On the positive side, nothing to be found in the minutes materially undercuts Chairman Jerome Powell’s stated belief from his March 15 teleconference, that he expects the Covid-19 pandemic event to run its course, after which the US economy should recover to resume normal activity, (“Normal” is an importantly relative term here, I’d argue; but that’s for another time.) At the same time, Chairman Powell has promised that Fed would continue to take whatever actions it saw as needed to support the economy for the time being, and then enable the recovery to be “as vigorous as possible.” So far, the FOMC has lived up to that, unleashing an alphabet soup of programs and operational facilities aimed at supporting not only the macro economy but also smaller businesses and individuals.

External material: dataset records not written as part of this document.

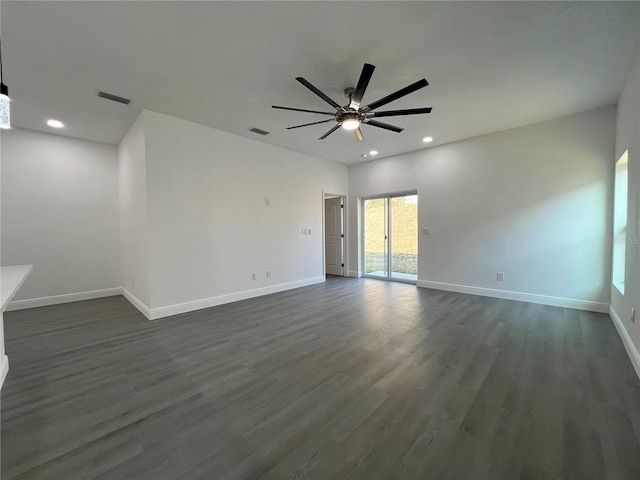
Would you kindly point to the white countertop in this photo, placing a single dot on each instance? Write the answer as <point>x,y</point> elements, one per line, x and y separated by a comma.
<point>12,279</point>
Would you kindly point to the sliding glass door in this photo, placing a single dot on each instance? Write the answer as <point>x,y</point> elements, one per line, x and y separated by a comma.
<point>390,226</point>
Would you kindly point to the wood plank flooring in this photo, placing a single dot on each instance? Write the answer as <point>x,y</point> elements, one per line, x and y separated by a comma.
<point>351,379</point>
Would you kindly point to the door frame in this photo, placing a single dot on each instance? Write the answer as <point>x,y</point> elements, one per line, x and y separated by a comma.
<point>326,195</point>
<point>389,239</point>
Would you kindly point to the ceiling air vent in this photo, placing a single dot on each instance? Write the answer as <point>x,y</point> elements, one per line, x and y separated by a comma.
<point>113,98</point>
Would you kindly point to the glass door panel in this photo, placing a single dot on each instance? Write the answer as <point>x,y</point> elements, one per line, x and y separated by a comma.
<point>376,245</point>
<point>404,237</point>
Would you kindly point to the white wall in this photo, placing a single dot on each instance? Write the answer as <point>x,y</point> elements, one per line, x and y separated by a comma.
<point>627,138</point>
<point>133,214</point>
<point>209,227</point>
<point>532,202</point>
<point>60,213</point>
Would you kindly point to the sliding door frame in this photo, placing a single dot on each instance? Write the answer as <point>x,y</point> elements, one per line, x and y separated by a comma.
<point>388,239</point>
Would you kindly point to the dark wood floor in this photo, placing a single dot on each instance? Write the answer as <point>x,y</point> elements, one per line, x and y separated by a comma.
<point>349,379</point>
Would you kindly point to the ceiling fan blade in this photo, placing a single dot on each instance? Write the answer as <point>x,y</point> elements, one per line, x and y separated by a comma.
<point>317,92</point>
<point>302,110</point>
<point>363,82</point>
<point>333,129</point>
<point>393,113</point>
<point>386,126</point>
<point>396,95</point>
<point>314,123</point>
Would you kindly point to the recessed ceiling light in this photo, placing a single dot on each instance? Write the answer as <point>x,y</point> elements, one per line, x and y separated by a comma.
<point>55,123</point>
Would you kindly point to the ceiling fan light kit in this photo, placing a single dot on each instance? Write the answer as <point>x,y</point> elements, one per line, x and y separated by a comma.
<point>353,115</point>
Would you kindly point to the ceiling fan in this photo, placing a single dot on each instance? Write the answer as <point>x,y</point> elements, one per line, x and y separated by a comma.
<point>352,115</point>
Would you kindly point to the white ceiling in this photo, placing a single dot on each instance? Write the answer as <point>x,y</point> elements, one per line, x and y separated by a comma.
<point>491,65</point>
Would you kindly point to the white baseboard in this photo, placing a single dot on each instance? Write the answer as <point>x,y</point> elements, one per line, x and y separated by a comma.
<point>136,302</point>
<point>518,296</point>
<point>4,369</point>
<point>632,351</point>
<point>67,298</point>
<point>161,312</point>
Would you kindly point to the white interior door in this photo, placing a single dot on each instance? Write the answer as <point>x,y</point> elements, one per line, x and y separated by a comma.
<point>333,236</point>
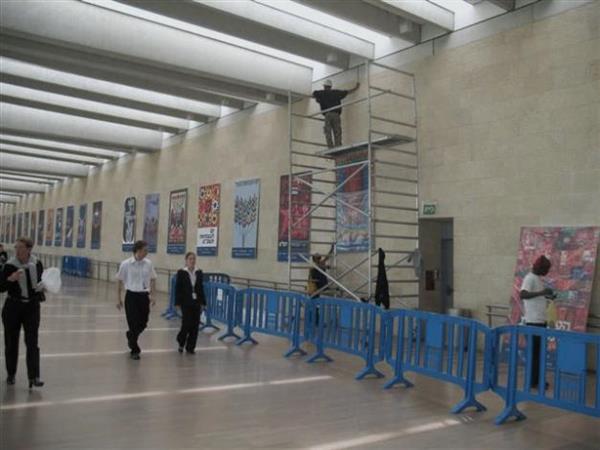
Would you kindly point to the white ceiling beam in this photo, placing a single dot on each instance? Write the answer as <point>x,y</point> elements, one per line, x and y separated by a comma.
<point>369,16</point>
<point>49,101</point>
<point>51,155</point>
<point>30,122</point>
<point>31,165</point>
<point>60,82</point>
<point>421,11</point>
<point>107,32</point>
<point>20,186</point>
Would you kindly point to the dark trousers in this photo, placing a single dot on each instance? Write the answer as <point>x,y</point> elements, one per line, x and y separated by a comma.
<point>535,355</point>
<point>15,314</point>
<point>137,310</point>
<point>190,321</point>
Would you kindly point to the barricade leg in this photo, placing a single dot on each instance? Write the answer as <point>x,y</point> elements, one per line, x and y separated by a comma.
<point>469,400</point>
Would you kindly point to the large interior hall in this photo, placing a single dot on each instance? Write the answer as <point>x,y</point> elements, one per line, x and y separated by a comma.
<point>300,224</point>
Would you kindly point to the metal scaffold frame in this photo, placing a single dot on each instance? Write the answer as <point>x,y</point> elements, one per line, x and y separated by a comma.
<point>392,181</point>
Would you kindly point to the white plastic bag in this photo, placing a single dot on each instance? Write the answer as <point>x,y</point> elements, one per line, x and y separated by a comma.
<point>51,280</point>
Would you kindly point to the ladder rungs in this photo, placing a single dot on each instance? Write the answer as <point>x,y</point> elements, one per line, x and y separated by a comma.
<point>400,208</point>
<point>402,194</point>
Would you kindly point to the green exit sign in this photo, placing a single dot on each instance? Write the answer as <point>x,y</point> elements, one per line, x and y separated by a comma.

The market—both the precious metals market specifically, and the broader financial markets—had little to say about today’s Fed minutes. Gold spot prices mostly remained in the trench just below $1650/oz that has held it for the majority of today’s US session, although the yellow metal is displaying some weakness into the close of equities trading. The volatility of recent weeks seems to have drained from precious metals’ pricing…for now.
Gold prices, along with major groupings of US stocks, did see a spike higher shortly after the FOMC minutes were released, as new signs of progress in OPEC+ talks sent oil prices surging.
— CNBC Now (@CNBCnow) April 8, 2020
The major US equity indices are being lifted by a run of positive headlines around the American effort to combat Covid-19’s spread, and look poised to close the day with gains over 3%, recovering from yesterday’s afternoon downturn.